1) Banking Platform Evolution 2) Vertical AI models 3) Finance Technology Trends 4) Anatomy of AI Agents 5) Big Banks' Tokenization Bet
Welcome to my newsletter! Each week a few hand-picked topics from the world of fintech, payments and banking with behind-the-scenes analysis!
1) Banking Platform Evolution
Banks can’t afford to miss this one. Core banking modernization has long dominated banks’ boardrooms. AI is now flipping the script as it introduces - for the first time in decades - a new operating logic. Here are their options.
For years, core transformation has been treated as a slow, multi-year journey - a balancing act between stability and change. Most banks took a cautious, incremental approach: patch the legacy, layer on digital, expose some APIs, and keep moving. It was less about reinvention - and more about risk containment.
But this time is different.
AI isn’t just another tool to plug into aging infrastructure. It demands - and enables - a fundamentally new way of operating. It runs on real-time data, modular architecture, and continuous orchestration.

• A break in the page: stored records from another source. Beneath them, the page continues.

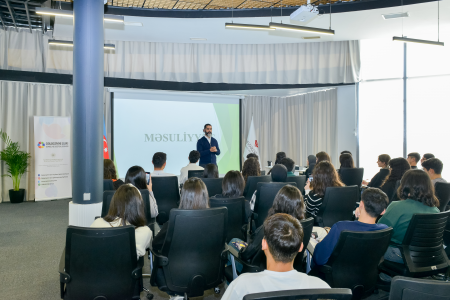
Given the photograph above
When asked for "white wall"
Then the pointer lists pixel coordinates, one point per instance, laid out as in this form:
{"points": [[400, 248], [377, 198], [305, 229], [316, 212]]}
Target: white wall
{"points": [[346, 120]]}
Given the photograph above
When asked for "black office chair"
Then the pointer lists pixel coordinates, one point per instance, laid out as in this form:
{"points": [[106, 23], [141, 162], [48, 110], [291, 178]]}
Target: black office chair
{"points": [[250, 186], [108, 185], [404, 288], [194, 173], [100, 263], [306, 294], [167, 195], [300, 181], [258, 262], [351, 176], [354, 261], [236, 215], [265, 194], [442, 191], [193, 255], [338, 205], [421, 248], [107, 197], [213, 185]]}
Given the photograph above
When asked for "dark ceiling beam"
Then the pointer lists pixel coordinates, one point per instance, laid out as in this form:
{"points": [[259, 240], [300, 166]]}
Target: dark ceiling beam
{"points": [[12, 14]]}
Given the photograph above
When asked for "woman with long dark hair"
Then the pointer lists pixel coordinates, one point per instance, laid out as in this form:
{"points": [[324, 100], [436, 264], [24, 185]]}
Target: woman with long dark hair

Traditional core systems weren’t designed for this. They operate in batch cycles, live in product silos, and require months to adapt to even small changes. Simply adding AI into that environment will not work.
𝗕𝗮𝗻𝗸𝘀 𝗻𝗼𝘄 𝗳𝗮𝗰𝗲 𝘁𝗵𝗿𝗲𝗲 𝗯𝗿𝗼𝗮𝗱 𝗰𝗵𝗼𝗶𝗰𝗲𝘀:
1. Keep modernizing around legacy cores - slow, expensive, and increasingly misaligned with business needs.

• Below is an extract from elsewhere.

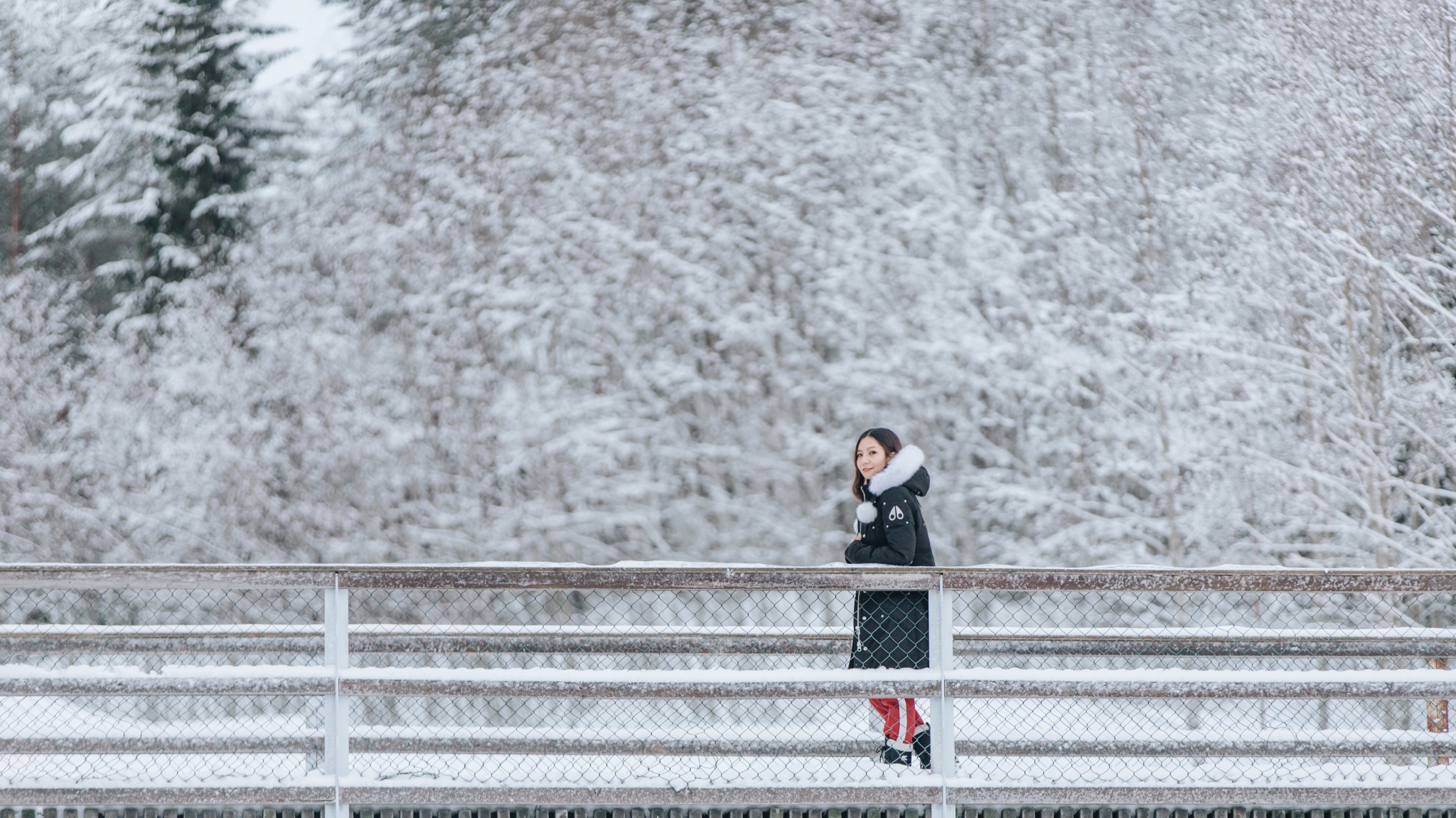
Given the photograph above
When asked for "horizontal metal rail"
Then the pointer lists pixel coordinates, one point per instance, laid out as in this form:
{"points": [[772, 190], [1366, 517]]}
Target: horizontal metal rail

2. Attempt a full core replacement - a bold move that requires significant investment and careful execution.
3. Rethink the role of the core entirely - and start decoupling intelligence, orchestration, and engagement from legacy constraints.

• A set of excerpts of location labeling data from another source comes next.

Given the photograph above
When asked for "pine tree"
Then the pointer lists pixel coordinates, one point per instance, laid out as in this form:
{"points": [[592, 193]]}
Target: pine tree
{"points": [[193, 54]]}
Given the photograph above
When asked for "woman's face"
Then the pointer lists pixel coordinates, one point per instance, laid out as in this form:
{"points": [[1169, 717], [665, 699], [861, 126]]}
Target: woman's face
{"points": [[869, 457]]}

That third path is fast gaining traction.
Backbase is one of the leading examples. They’ve recently launched the world’s first AI-powered Banking Platform, built not as a replacement for the core, but as a new operating system around it.
Here’s the set-up:
1. Unified Digital Banking Fabric – orchestrates onboarding, servicing, lending, investing, and more, across all channels.
2. Intelligence Fabric – embeds AI services, agentic automation, predictive models, and responsible AI governance into every layer.
3. Integration Fabric – connects seamlessly to existing cores, CRMs, fintechs, and third-party systems with 60+ pre-built connectors.
4. Composable Architecture – modular, cloud-native, and flexible – banks pick what they need, when they need it, without disruption.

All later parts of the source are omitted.